If there has been no surgical operation, it is possible to first attempt to treat the neoplasia through urethral catheters which allow the spreading of the saline solutions inside the prostatic lobes through the ducts. It is possible to combine this with periglandular infiltrations applied transrectally by utilizing very long needles of the type used for amniocentesis.
Where it is not possible to treat the mass adequately or in the presence of post-surgical relapse, the administration of sodium bicarbonate repeated in cycles of 6-7-8 days per month directly in the pudendal artery generally turns out to be extremely effective.
In the presence of a concomitant invasion of the pelvic cavity, it is possible to adopt the same therapeutic scheme used for peritoneal carcinosis, that is, by using a small catheter to position inside the abdomen and close to the mass.
Possible bone metastasis, instead, requires a completely different therapeutic approach, which depends on both the number and location of the lesions.
If the lesions are not numerous, it is appropriate to program a cycle of targeted radiotherapy for each one, supported by 500 cm3 sodium bicarbonate phleboclyses to be administered after each session with the purpose of preventing a further germination and spreading of fungin cells.
Each physical treatment that destroys neoplastic matter, in fact, implies the simultaneous destruction of a quota of the tissues of the host.
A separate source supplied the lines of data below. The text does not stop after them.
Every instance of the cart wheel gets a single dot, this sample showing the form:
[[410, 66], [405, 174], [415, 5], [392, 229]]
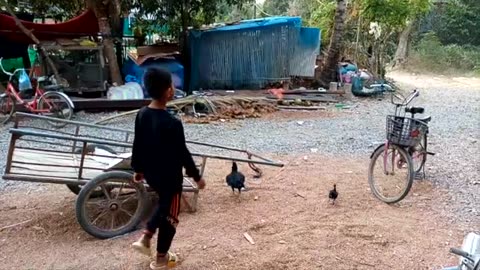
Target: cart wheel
[[90, 149], [118, 211]]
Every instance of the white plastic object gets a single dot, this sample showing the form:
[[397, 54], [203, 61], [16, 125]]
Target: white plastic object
[[131, 90], [471, 244]]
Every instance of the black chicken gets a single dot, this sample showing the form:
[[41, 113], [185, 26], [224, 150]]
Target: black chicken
[[236, 180], [333, 195]]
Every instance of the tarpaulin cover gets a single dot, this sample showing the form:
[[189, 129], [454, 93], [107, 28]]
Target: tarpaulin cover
[[252, 53], [85, 24]]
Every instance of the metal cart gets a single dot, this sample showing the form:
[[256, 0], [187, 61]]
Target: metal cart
[[97, 168]]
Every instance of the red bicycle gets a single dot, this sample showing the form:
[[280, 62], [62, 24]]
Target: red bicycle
[[49, 103]]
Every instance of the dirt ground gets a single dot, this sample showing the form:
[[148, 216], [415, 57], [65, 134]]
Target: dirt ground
[[287, 214], [290, 231]]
It is this cellular death that works as both bait and lifesaver for the fungin cells which manage to survive by nourishing themselves with the decomposing tissues.
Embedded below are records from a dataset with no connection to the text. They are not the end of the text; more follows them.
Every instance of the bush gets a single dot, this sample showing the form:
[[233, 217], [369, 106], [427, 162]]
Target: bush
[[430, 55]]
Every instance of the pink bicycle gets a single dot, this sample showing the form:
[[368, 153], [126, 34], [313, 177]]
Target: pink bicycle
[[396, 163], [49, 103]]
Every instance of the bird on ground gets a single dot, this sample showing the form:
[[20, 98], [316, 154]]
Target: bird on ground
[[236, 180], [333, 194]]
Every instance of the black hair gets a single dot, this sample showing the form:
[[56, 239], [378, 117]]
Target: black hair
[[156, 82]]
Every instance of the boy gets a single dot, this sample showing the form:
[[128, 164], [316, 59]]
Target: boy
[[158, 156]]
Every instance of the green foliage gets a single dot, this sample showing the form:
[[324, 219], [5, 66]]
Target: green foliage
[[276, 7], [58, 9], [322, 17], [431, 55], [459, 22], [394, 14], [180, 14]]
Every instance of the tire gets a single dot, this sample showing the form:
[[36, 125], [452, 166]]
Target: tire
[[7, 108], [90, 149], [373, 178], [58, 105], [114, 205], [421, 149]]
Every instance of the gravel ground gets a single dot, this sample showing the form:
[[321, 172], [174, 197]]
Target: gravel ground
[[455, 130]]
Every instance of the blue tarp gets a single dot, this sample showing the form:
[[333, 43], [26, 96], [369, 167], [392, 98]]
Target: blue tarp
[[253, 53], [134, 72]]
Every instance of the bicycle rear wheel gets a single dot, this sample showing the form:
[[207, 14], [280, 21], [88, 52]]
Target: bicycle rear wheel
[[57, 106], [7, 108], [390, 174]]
Radiotherapy, laser therapy, or thermo-ablation generally fails for this reason, as they leave those cellular units that are able to vigorously resume the proliferation once the treatment is over at the periphery of the treated area. I am convinced of this because I have studied the behavior of the fungin colonies in depth, especially during the first years of application of my method of therapy. Where there were epithelial tumors, I even tried burning them with instruments that were red hot, and well beyond the actual size of the tumors, but it was useless. After just 10-20 minutes, I was observing fungin cells at the periphery of the burn that were more vital than ever.